The agreement is in trouble because there was little consultation with Congress or within the foreign affairs bureaucracy before it was announced, it said.
In March in New Delhi, Prime Minister Manmohan Singh [Images] and US President George W Bush [Images] reached an agreement on how India will implement the deal. But nuclear specialists in the US government said their concerns about weapons proliferation also were overridden in final talks, the newspaper said.
The Washington Post report came just two days before Secretary of State Condoleeza Rice is to defend the deal in her testimony before the US Congress.
The Post said beyond the invasion of Iraq, "few of Bush's decisions have as much potential to shake the international order than his deal with India." The newspaper, a known critic of the deal, said after three decades of treating India as a pariah because it used a civilian nuclear programme to produce fissile material for weapons, Bush decided the United States would forgive the transgression.
"He decided to change laws to enable India to buy foreign-made nuclear reactors if it opened its civilian facilities to international inspections -- while being allowed to substantially ramp up its ability to produce materials for nuclear weapons," the Post said.

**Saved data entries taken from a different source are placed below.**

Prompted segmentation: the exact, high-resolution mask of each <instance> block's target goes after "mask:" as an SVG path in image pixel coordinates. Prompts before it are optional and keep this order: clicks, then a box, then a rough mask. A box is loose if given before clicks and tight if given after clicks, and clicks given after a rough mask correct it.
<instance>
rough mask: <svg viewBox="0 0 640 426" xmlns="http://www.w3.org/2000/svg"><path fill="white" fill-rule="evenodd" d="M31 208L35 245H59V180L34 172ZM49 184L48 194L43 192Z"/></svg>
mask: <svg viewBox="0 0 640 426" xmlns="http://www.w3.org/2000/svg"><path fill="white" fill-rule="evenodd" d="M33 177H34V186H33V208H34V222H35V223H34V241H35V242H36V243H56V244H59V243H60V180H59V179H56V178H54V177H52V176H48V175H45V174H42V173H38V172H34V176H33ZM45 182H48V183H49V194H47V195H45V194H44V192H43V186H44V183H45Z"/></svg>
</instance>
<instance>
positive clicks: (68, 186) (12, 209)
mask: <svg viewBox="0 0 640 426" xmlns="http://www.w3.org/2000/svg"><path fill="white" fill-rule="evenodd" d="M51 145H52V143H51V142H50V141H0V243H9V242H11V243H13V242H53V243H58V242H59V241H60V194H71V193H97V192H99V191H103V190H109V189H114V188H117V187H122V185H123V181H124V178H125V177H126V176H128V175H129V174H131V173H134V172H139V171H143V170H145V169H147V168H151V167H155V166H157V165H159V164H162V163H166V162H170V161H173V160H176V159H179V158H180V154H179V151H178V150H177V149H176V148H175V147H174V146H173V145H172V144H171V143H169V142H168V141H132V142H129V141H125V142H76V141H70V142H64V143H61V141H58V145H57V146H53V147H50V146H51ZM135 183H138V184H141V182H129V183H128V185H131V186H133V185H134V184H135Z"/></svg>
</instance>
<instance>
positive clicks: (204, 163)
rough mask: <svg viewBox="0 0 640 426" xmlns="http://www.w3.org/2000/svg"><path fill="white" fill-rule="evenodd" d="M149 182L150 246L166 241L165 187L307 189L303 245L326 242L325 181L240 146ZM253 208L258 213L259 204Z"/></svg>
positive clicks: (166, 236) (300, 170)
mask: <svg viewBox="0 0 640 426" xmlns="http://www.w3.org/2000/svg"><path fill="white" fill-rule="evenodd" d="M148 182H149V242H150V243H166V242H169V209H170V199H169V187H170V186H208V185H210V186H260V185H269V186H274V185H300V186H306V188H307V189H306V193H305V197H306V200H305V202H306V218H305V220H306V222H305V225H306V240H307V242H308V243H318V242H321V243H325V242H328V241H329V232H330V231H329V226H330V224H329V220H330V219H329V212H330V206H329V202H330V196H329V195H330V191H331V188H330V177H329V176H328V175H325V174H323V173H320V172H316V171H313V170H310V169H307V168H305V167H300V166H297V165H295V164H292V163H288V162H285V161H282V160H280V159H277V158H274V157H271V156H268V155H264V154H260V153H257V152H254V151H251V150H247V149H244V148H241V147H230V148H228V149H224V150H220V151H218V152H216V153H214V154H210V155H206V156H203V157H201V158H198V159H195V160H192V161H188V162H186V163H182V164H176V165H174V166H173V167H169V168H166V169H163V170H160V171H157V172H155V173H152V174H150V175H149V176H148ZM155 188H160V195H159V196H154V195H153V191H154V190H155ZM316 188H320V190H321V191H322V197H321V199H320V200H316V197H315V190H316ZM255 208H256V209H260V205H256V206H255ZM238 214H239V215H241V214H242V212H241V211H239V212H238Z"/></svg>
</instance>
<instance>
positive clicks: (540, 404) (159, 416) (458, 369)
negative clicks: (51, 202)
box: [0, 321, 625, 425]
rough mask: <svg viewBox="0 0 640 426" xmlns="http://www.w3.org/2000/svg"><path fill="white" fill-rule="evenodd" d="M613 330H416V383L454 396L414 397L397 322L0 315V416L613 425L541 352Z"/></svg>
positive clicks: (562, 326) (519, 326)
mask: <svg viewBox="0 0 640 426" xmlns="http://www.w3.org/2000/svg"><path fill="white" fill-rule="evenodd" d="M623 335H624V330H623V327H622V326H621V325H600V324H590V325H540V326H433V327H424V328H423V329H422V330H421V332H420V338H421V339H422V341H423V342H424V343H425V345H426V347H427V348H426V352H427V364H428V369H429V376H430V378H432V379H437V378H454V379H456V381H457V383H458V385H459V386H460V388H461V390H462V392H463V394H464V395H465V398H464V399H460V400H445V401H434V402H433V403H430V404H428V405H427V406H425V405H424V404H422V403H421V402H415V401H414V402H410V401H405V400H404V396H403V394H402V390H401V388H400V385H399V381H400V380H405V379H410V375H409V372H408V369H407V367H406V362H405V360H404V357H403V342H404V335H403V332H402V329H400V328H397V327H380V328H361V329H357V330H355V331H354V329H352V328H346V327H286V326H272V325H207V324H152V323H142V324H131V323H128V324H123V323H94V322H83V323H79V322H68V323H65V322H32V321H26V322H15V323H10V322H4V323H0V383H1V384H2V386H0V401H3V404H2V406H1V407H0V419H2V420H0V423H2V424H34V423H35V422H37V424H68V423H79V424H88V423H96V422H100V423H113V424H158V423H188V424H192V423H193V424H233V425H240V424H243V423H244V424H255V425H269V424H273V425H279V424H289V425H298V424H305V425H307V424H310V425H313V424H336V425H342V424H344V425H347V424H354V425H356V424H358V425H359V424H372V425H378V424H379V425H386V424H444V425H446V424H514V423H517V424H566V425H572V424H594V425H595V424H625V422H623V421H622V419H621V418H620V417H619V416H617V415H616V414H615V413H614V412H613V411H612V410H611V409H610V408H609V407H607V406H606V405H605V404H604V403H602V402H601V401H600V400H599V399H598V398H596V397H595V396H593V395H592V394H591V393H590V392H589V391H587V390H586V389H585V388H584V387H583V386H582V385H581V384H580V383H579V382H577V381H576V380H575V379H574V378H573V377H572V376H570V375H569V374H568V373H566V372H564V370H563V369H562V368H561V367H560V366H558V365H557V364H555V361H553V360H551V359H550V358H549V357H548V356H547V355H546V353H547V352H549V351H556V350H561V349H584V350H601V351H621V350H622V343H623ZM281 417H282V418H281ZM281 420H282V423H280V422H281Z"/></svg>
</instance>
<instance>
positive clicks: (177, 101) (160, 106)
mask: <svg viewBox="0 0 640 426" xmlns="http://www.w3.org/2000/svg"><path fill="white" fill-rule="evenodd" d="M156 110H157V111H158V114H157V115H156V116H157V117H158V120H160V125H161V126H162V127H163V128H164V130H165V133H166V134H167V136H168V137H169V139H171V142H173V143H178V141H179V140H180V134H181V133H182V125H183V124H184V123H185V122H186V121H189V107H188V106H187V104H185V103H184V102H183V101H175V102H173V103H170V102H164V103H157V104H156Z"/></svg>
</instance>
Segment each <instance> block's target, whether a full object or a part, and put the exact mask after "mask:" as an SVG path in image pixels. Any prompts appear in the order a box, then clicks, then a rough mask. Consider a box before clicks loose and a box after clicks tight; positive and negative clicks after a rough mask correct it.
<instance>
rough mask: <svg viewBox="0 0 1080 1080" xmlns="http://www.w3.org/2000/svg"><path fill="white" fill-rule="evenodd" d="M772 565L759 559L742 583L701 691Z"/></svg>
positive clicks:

Now, nuclear experts from across the political spectrum have urged Congress to modify the accord, which the administration and Indian officials say would be tantamount to killing it.
"There are times when you have to engage in incremental diplomacy and there are times you need someone who is willing to make a bold move. The president was willing a make a bold move towards India, and it is going to pay off for the United States now and into the future," the Post quoted Under Secretary of State for Political Affairs Nicholas Burns, the chief negotiator on the deal.
Many diplomatic turning points, such as president Richard M Nixon's historic decision to open relations with China, are first conducted in secret because established bureaucracies tend to resist new ideas.
Senior US officials rejected complaints that the expertise of government non-proliferation specialists was ignored. But, as one person involved in the policy development put it, "It is no accident that (nuclear experts) were not included, because you didn't have to be a seer to know how much they would hate this."
The Post also said the deal also goes against two national objectives -- the desire to stop the spread of nuclear weapons and the desire to counter the rise of China, in this case by accelerating New Delhi's ascent as a global power.
The newspaper has also carried an extensive background on how the deal came about from the stage of an idea in the Bush administration to its final announcement by President Bush during his visit to India early in March.